Do Baptism and Eucharist Need Magic Words?

Do Baptism and Eucharist Need Magic Words? August 23, 2020

Baptism Important Words
Baptism / Image by Aksel Lian from Pixabay

Baptism and Eucharist should be more than using correct verbal formulas.

COVID-19 continues to ravage 2020. In the United States, a would-be dictator works to render meaningless every Fourth of July and Memorial Day celebration. A related eviction situation begins to explode, widening an economic disaster that dwarfs the Great Depression. Millions more may be starving soon in our cruel and greedy world where so many already die of hunger despite abundance. Vile racism is ingrained in our U.S. social institutions and too many Americans roll their eyes at protests. The genuine threat of civil war grows. Our global environment deteriorates as signs of an extinction-level event increase.

Where are the Catholics? Now more than ever, we need the power of the Gospel! So, where exactly is the Body of Christ?

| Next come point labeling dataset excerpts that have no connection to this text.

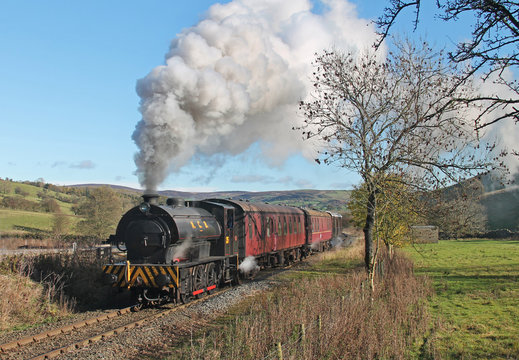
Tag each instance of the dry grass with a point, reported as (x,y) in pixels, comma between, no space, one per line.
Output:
(340,317)
(46,287)
(25,302)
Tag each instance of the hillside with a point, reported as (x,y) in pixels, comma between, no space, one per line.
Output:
(31,207)
(333,200)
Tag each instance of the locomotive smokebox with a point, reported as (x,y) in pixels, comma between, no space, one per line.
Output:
(151,198)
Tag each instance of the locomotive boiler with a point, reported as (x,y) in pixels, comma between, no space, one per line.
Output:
(183,249)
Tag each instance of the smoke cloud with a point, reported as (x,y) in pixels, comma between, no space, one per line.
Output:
(236,78)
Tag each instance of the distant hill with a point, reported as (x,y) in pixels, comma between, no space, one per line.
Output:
(333,200)
(500,199)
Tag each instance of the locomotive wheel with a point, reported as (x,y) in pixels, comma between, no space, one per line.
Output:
(199,279)
(211,276)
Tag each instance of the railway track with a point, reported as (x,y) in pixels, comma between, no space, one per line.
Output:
(53,343)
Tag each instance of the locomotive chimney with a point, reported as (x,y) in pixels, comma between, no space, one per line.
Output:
(151,198)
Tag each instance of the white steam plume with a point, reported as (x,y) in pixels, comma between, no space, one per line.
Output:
(236,78)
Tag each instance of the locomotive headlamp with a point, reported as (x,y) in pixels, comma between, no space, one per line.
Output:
(144,207)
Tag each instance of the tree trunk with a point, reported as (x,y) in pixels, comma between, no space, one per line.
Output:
(368,238)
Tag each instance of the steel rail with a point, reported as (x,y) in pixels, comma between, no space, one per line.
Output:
(80,344)
(63,330)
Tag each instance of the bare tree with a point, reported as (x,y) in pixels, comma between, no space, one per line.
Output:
(393,117)
(493,48)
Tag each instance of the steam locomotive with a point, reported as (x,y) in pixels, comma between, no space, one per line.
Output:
(183,249)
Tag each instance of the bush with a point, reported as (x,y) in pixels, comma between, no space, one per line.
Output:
(340,319)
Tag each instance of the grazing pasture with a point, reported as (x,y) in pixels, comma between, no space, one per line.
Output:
(475,308)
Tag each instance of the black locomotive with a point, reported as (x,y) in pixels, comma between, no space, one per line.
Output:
(180,250)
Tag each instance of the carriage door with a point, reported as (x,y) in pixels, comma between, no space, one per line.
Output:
(231,240)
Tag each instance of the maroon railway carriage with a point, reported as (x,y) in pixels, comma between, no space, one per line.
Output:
(180,249)
(319,227)
(273,234)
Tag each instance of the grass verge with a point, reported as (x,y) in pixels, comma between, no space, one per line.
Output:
(322,312)
(477,292)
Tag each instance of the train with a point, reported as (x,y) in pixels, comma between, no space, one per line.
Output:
(181,250)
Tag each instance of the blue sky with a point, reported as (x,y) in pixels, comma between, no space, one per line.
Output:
(68,102)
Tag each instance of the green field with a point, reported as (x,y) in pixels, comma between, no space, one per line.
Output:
(477,297)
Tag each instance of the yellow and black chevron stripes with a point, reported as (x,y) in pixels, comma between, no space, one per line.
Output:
(129,275)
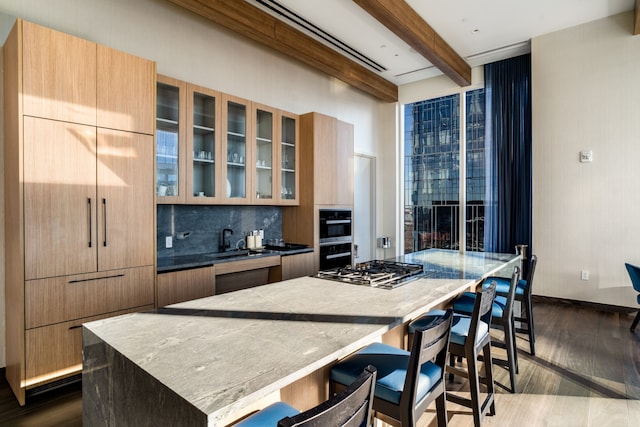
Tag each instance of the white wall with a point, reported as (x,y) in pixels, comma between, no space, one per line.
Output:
(191,49)
(586,95)
(586,92)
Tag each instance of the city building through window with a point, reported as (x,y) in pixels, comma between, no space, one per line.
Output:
(432,164)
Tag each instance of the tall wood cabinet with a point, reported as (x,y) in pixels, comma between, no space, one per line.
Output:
(326,169)
(79,205)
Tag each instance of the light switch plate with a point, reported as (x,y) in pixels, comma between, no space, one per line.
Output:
(586,156)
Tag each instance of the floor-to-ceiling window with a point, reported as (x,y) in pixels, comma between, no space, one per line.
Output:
(432,144)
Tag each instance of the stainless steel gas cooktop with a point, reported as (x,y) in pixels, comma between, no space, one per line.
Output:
(376,273)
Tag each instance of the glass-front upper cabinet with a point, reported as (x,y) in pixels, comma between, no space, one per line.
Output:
(203,145)
(237,131)
(264,150)
(289,156)
(170,152)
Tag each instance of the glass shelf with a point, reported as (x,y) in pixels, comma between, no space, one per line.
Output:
(236,149)
(203,145)
(167,141)
(288,153)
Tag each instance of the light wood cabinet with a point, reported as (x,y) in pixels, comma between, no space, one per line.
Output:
(292,266)
(125,200)
(70,79)
(264,188)
(93,183)
(332,142)
(214,148)
(185,285)
(58,74)
(171,148)
(64,298)
(326,169)
(237,132)
(79,207)
(52,150)
(55,351)
(125,91)
(204,150)
(288,155)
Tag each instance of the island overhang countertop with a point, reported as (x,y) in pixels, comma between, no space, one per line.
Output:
(205,360)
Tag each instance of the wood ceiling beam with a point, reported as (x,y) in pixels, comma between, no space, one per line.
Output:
(636,19)
(259,26)
(407,24)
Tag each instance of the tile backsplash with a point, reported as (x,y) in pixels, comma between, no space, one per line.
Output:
(197,229)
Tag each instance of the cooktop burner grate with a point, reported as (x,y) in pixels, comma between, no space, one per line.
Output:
(376,273)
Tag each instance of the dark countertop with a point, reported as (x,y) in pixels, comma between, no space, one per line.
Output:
(184,262)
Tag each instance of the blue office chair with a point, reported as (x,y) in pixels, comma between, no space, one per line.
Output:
(407,382)
(634,274)
(523,294)
(502,318)
(350,408)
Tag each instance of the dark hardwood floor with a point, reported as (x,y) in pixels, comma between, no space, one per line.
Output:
(586,372)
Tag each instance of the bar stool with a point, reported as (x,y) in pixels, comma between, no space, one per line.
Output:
(634,275)
(470,337)
(502,318)
(523,294)
(350,408)
(407,382)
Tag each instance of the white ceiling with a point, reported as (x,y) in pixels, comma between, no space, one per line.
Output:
(481,31)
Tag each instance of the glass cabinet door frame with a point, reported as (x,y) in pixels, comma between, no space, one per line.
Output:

ANSWER: upset over ritual formulas and pronouns. “Say the right words!!” 

In the Archdiocese of Detroit, one Matthew Hood—God forbid I call him “father”!—recently realized something nightmarish. Hood thought he was an ordained priest and had been since 2017. Hood believed that he had presided at hundreds of Masses since that time. But alas, he was wrong. Why? It’s because Hood wasn’t even Baptized—you see, the wrong words were used.

Baptism and Magic

So Hood read that Vatican note saying if the words are wrong, then the baptism isn’t valid. Don’t you dare change “I baptize you…” to “We baptize you…”! Because then, abracadabra!—there ain’t no baptism!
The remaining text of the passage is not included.